We also stopped because Silos finished now too, with Martin earning the victory-triggering fifth medal, Anja poised on 4, Joe with a couple (I think - see notebook tragedy above) and Pete entirely bereft of medals. The jury seemed to be out on the game, with Martin alleging that the new theme (aliens instead of Romans) and the new aesthetics (bonkers instead of beige) were both wrong steps for him. 


Anja had to temporarily corral Lennon bedwards, so whilst we were polishing off Vegas Strip, the remaining Silos trio played TowerBrix, where they collaborate on a construction with each player having a rule the tower must obey in order to succeed. They seemed to succeed until Joe revealed his second card at which point he was barraged with insults. "Joe fucked it up" Martin clarified to me. 

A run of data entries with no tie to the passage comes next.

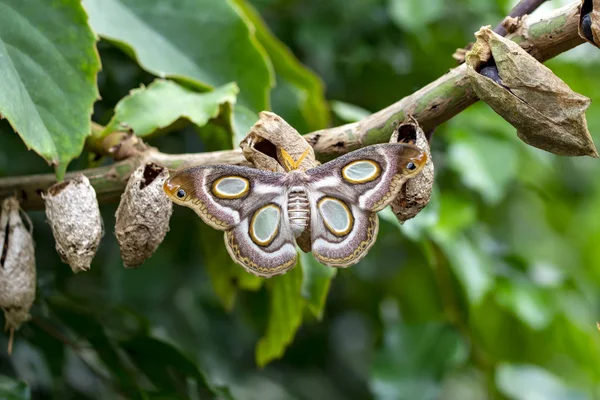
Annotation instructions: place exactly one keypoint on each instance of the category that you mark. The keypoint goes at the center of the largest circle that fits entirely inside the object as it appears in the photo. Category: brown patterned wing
(370, 177)
(346, 193)
(248, 204)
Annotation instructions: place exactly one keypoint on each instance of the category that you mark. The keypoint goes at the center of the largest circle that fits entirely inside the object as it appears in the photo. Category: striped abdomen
(298, 210)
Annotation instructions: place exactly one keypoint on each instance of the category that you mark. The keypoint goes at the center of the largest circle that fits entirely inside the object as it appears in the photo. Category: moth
(329, 210)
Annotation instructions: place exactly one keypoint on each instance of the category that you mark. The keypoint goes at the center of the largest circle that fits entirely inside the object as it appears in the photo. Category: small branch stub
(142, 219)
(546, 112)
(74, 216)
(17, 267)
(416, 192)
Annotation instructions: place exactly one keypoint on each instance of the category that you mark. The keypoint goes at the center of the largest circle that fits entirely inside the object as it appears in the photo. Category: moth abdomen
(298, 210)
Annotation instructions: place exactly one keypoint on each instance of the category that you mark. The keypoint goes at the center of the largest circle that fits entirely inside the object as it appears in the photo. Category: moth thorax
(298, 210)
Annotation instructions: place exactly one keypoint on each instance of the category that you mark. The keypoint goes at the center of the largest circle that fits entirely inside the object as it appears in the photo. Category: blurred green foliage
(493, 291)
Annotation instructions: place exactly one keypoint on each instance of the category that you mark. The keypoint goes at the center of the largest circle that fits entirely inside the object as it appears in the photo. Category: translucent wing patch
(361, 171)
(224, 195)
(331, 246)
(263, 244)
(370, 177)
(230, 187)
(264, 224)
(336, 215)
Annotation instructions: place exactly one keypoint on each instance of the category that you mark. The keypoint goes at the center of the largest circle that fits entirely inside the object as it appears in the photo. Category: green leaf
(226, 276)
(285, 316)
(168, 369)
(316, 279)
(412, 16)
(348, 112)
(413, 360)
(48, 64)
(528, 382)
(243, 119)
(163, 102)
(203, 42)
(87, 327)
(471, 266)
(529, 303)
(12, 389)
(299, 94)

Vegas Strip was now mercifully back in its box and we now had an open table waiting to be covered with what my autocorrect likes to call Maples. Adam left - just the once - and Martin pointed out that TowerBrix plays six, so we all doffed our metaphorical hardhats and got stuck in. Steve and Martin however found that they could not agree on the construction at all, and kept moving something only for the other to cry "No!" in indignation. Rarely, they would come to terms on something, only for someone else to say "That doesn't work for me". Thank God actual architects don't work this way. 

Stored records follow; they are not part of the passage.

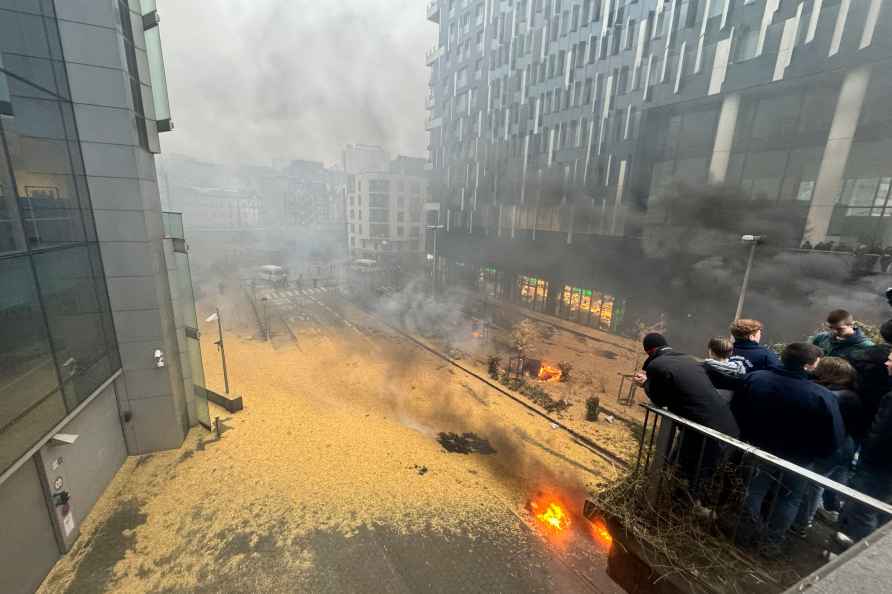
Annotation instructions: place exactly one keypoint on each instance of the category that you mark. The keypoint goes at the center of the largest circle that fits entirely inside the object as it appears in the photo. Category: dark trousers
(858, 520)
(770, 526)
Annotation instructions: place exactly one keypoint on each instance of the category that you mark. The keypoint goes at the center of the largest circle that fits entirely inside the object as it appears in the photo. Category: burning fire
(554, 517)
(547, 373)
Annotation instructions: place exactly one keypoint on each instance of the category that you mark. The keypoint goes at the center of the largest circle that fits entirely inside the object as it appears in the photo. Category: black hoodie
(678, 382)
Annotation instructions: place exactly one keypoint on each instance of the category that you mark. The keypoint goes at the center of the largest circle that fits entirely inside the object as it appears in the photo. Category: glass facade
(57, 343)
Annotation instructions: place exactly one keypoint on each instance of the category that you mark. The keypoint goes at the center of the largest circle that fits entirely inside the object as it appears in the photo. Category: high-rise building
(96, 357)
(560, 125)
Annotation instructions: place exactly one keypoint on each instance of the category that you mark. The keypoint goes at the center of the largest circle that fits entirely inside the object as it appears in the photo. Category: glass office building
(98, 349)
(560, 126)
(58, 341)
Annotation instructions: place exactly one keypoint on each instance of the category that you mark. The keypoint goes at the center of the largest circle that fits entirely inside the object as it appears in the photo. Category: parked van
(272, 275)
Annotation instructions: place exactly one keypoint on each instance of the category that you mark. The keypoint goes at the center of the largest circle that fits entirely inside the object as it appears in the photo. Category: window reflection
(29, 398)
(43, 162)
(78, 319)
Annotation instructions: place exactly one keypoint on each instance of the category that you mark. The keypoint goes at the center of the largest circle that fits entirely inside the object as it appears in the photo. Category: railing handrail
(772, 459)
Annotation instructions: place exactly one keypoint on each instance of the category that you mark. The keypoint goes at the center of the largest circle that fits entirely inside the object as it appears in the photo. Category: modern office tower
(558, 127)
(96, 359)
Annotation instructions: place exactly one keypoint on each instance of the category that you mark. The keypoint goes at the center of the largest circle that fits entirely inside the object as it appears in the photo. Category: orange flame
(547, 373)
(554, 517)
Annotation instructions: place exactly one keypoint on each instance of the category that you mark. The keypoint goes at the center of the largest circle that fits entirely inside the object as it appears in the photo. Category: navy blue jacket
(782, 412)
(754, 355)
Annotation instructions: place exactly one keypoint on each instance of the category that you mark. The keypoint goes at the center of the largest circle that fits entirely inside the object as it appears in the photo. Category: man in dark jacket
(842, 339)
(779, 410)
(747, 334)
(873, 379)
(873, 476)
(679, 383)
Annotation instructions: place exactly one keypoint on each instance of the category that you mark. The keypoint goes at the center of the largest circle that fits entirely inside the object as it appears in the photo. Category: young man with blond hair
(842, 338)
(747, 334)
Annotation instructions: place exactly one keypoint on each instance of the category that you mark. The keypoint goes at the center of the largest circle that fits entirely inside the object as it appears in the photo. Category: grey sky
(256, 80)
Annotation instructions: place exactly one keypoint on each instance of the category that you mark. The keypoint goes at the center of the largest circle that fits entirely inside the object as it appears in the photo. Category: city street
(337, 478)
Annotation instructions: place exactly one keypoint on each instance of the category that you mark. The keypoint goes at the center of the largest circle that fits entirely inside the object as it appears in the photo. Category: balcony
(433, 11)
(433, 54)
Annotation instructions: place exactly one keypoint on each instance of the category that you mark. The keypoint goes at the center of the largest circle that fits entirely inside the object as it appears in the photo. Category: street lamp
(266, 316)
(216, 317)
(435, 229)
(753, 240)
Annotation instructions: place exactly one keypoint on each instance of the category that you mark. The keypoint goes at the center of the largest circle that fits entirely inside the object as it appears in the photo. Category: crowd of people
(824, 404)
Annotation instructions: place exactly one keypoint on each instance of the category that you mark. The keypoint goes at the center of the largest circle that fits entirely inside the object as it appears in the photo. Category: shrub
(493, 366)
(592, 408)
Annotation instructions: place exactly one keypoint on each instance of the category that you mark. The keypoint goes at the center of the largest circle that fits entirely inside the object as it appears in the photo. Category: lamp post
(753, 240)
(266, 316)
(435, 229)
(216, 316)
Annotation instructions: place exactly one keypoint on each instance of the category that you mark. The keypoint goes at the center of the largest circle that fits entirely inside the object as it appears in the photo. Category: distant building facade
(360, 158)
(386, 211)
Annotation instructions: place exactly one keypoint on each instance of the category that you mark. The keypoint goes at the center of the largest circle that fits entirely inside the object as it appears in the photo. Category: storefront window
(588, 307)
(533, 292)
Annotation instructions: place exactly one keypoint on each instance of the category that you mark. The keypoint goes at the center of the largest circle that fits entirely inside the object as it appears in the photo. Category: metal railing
(757, 506)
(661, 437)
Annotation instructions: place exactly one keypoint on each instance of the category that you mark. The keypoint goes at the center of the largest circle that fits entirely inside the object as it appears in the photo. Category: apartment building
(386, 212)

Around now two more people joined us at the table. Anja was happy to watch the unfolding bickering, whereas Molly felt it had all gotten a bit out of hand and we just needed to chill the hell out. 


At one point we pretty much gave up our chances of success, before someone - I forget who, possibly Pete - built again from the ground up and we stumbled into something we all agreed on. Hurray! 


But with time ticking away, Joe had '15 minutes' to play one last game. We spent the first five of them making the same joke about a number of games that we couldn't play in this time - a quick Wallenstein? etc - before finally settling on Flip 7. Steve announced - I'm not sure if it was because of the game - that he was now going to bed, so our hosts were now effectively Anja and Molly. 


I don't think Pete had played before, but he was treated to a succession of unlikely bustings, notably on a pair of threes, as others - at first Ian and Anja - sped off into three figures. Martin heroically began busting too and went from in contention to in dudgeon remarkably fast. I had a mid-game surge and collapsed, and  in the penultimate round Joe flipped seven to make Anja - now poised on 197 - conceivably catchable. But it didn't happen - he busted in the ultimate round and Anja won convincingly, something like 227 points. Nobody else broke the 200 and Pete and Martin were back in the 70's (points, not years). 

That was that. Molly barely moved as we packed up and said our goodbyes... until next time. 


2 comments:

  1. Our game of Flip 7 in the pub last night will raise your pair of threes bust with a pair of twos bust. Oh, how we laughed. Well, all except one person, of course.